Qualcuno non lo definirebbe un tema da commedia rosa, e quel qualcuno potrebbe sbagliarsi, perché la mia tonalità di rosa non si fa problemi a riflettere su tematiche di assoluta attualità: donne sottorappresentate ai vertici delle società e donne che lottano contro i luoghi comuni che per troppo tempo le hanno tenute lontano dalle aziende di famiglia. Vale la pena ricordare che l’Italia è una repubblica fondata sulle imprese familiari; le società familiari sono l’essenza stessa del tessuto economico del nostro Paese, e un modello imprenditoriale che riserva alle donne sempre e solo ruoli in ambiti come le risorse umane o il marketing, in realtà danneggia sé stesso, perché si priva di una potente leva di crescita e di potenziale successo. Le donne non hanno alcun problema a maneggiare numeri o piani previsionali: provare per credere.
E infatti, non a caso, quando le cose precipitano e il fratello di Elena alla prova dei fatti si rivela per nulla all’altezza di un simile ruolo di responsabilità, lei viene chiamata in causa affinché si rimbocchi le maniche e prenda le decisioni difficili. Secondo la mia personale esperienza, alle donne capita spesso, e non solo tra le pagine di un romanzo. 
Le toccherà quindi porsi il problema dell’apertura ai capitali di terzi per poter rilanciare la società, decidere come avvicinarsi al mondo del private equity e di chi fidarsi per arrivare eventualmente alla quotazione della società. L’imprenditoria di stampo familiare si è infatti mostrata storicamente più restia ai grandi cambiamenti, adottando spesso un atteggiamento conservatore e di chiusura nei confronti del mercato di capitali. 
In questo percorso tutt’altro che banale a Elena capiterà di innamorarsi proprio di uno di quegli squali finanziari che le ispirano tanta diffidenza. It’s an old boys’ club, si dice non a caso ancora oggi del mondo finanziario. 
Quello tra Elena e Edoardo sarà un vero scambio alla pari, una lotta a suon di furbizia e battute brillanti, perché l’amore rimbambisce solo quelli che sono dotati di scarsa fantasia e non sanno come mettersi in gioco. 
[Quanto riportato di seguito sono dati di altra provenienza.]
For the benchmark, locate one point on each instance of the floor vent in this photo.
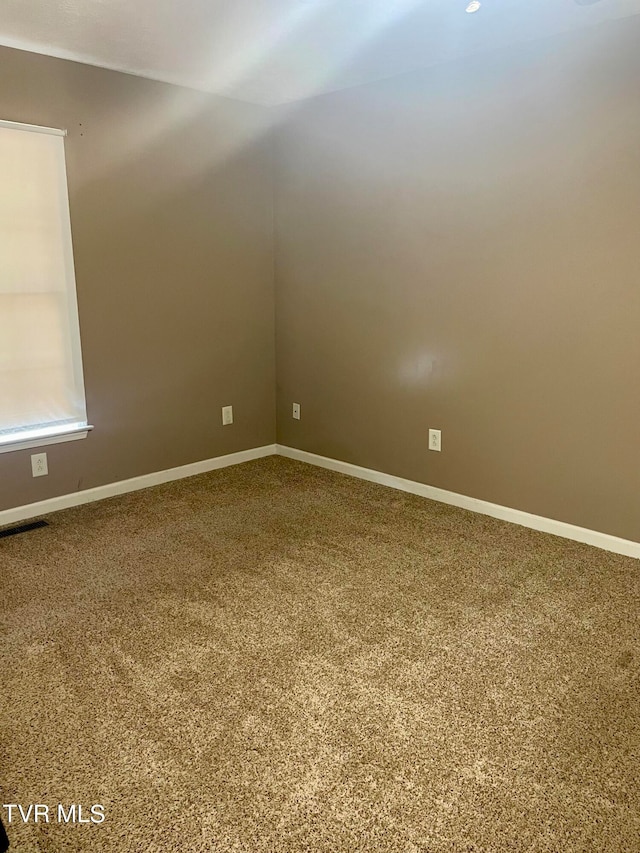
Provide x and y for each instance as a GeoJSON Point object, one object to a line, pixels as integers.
{"type": "Point", "coordinates": [22, 528]}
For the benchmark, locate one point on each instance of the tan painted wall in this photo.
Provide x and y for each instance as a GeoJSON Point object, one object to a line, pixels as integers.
{"type": "Point", "coordinates": [171, 207]}
{"type": "Point", "coordinates": [460, 249]}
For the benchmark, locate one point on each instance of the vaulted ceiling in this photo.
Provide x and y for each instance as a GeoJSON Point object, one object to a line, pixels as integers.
{"type": "Point", "coordinates": [276, 51]}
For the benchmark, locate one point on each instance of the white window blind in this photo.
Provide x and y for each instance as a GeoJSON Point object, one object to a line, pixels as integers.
{"type": "Point", "coordinates": [41, 383]}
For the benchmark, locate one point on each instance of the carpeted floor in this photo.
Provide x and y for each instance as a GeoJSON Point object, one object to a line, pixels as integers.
{"type": "Point", "coordinates": [274, 657]}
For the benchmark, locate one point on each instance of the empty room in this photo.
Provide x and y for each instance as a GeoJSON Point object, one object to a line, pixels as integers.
{"type": "Point", "coordinates": [320, 426]}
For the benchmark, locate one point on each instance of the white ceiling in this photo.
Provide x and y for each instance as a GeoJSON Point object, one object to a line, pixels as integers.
{"type": "Point", "coordinates": [275, 51]}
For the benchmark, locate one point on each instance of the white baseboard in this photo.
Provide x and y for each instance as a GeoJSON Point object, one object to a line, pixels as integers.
{"type": "Point", "coordinates": [516, 516]}
{"type": "Point", "coordinates": [20, 513]}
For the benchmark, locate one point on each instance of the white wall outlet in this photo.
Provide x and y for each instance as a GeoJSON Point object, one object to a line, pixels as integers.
{"type": "Point", "coordinates": [39, 467]}
{"type": "Point", "coordinates": [435, 439]}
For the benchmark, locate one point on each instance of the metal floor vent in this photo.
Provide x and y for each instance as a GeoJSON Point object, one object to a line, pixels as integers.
{"type": "Point", "coordinates": [22, 528]}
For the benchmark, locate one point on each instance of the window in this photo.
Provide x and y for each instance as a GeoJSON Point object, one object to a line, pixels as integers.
{"type": "Point", "coordinates": [41, 385]}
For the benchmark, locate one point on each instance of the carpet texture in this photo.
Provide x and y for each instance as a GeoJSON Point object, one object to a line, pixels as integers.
{"type": "Point", "coordinates": [274, 657]}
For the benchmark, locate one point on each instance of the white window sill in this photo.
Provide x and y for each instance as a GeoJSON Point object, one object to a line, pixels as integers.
{"type": "Point", "coordinates": [22, 443]}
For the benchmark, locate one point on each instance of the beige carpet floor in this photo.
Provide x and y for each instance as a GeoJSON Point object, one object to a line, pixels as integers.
{"type": "Point", "coordinates": [273, 657]}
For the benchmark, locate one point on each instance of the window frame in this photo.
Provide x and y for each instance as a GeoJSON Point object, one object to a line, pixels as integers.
{"type": "Point", "coordinates": [44, 435]}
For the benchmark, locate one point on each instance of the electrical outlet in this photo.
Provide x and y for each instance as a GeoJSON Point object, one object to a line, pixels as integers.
{"type": "Point", "coordinates": [39, 467]}
{"type": "Point", "coordinates": [435, 439]}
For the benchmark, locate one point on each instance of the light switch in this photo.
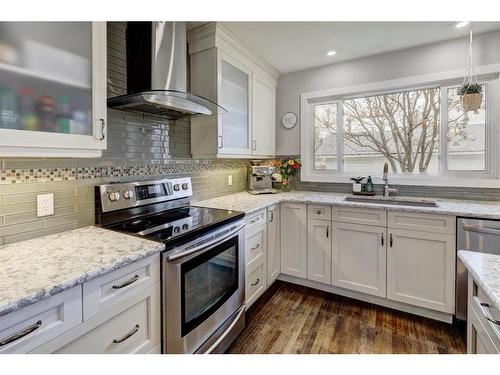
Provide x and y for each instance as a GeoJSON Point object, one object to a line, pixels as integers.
{"type": "Point", "coordinates": [45, 204]}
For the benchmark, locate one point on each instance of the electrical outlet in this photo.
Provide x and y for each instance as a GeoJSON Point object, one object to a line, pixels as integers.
{"type": "Point", "coordinates": [44, 205]}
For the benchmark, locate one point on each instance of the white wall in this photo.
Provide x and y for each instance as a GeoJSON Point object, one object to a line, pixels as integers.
{"type": "Point", "coordinates": [431, 58]}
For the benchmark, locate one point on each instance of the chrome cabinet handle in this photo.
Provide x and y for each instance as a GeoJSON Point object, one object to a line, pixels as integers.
{"type": "Point", "coordinates": [128, 335]}
{"type": "Point", "coordinates": [24, 332]}
{"type": "Point", "coordinates": [475, 228]}
{"type": "Point", "coordinates": [103, 128]}
{"type": "Point", "coordinates": [126, 283]}
{"type": "Point", "coordinates": [484, 306]}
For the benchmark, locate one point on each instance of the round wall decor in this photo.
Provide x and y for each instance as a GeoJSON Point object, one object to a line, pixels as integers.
{"type": "Point", "coordinates": [289, 120]}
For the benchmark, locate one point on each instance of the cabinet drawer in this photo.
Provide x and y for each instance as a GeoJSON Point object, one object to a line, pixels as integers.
{"type": "Point", "coordinates": [255, 220]}
{"type": "Point", "coordinates": [105, 291]}
{"type": "Point", "coordinates": [255, 247]}
{"type": "Point", "coordinates": [359, 215]}
{"type": "Point", "coordinates": [40, 322]}
{"type": "Point", "coordinates": [319, 212]}
{"type": "Point", "coordinates": [422, 222]}
{"type": "Point", "coordinates": [255, 283]}
{"type": "Point", "coordinates": [133, 330]}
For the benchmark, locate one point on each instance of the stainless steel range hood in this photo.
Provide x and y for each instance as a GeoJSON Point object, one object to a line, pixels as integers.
{"type": "Point", "coordinates": [156, 73]}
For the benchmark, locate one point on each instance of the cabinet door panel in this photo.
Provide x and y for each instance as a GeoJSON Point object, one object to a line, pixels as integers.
{"type": "Point", "coordinates": [273, 244]}
{"type": "Point", "coordinates": [263, 118]}
{"type": "Point", "coordinates": [319, 251]}
{"type": "Point", "coordinates": [294, 239]}
{"type": "Point", "coordinates": [359, 258]}
{"type": "Point", "coordinates": [421, 269]}
{"type": "Point", "coordinates": [53, 92]}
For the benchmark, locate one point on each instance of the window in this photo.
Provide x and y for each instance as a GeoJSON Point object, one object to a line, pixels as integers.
{"type": "Point", "coordinates": [419, 132]}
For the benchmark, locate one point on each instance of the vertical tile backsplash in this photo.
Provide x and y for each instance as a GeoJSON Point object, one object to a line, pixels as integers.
{"type": "Point", "coordinates": [139, 148]}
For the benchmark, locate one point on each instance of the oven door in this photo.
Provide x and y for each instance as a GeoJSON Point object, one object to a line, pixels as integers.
{"type": "Point", "coordinates": [203, 286]}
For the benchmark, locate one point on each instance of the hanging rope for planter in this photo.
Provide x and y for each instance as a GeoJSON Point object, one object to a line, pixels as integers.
{"type": "Point", "coordinates": [471, 92]}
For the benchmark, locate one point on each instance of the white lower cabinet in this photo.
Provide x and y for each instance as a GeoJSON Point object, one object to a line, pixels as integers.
{"type": "Point", "coordinates": [294, 239]}
{"type": "Point", "coordinates": [319, 250]}
{"type": "Point", "coordinates": [359, 258]}
{"type": "Point", "coordinates": [273, 243]}
{"type": "Point", "coordinates": [421, 269]}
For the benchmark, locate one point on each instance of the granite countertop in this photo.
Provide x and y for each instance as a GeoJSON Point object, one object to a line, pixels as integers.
{"type": "Point", "coordinates": [249, 203]}
{"type": "Point", "coordinates": [36, 269]}
{"type": "Point", "coordinates": [485, 269]}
Perciò una commedia rosa, sì, ma un genere di rosa che si vuole fare portatore di tematiche concrete e tutt’altro che banali e che mira a far riflettere su come il talento vada riconosciuto e premiato a prescindere dal genere. C’è ancora tantissima strada da fare in tema di donne e finanza; parlarne con la giusta ironia all’interno di un romanzo è il mio personale contributo alla causa. In fin dei conti è una delle lezioni basi dell’economia: diversità e complementarietà di vedute sono leve per la creazione di valore. Sfruttiamole.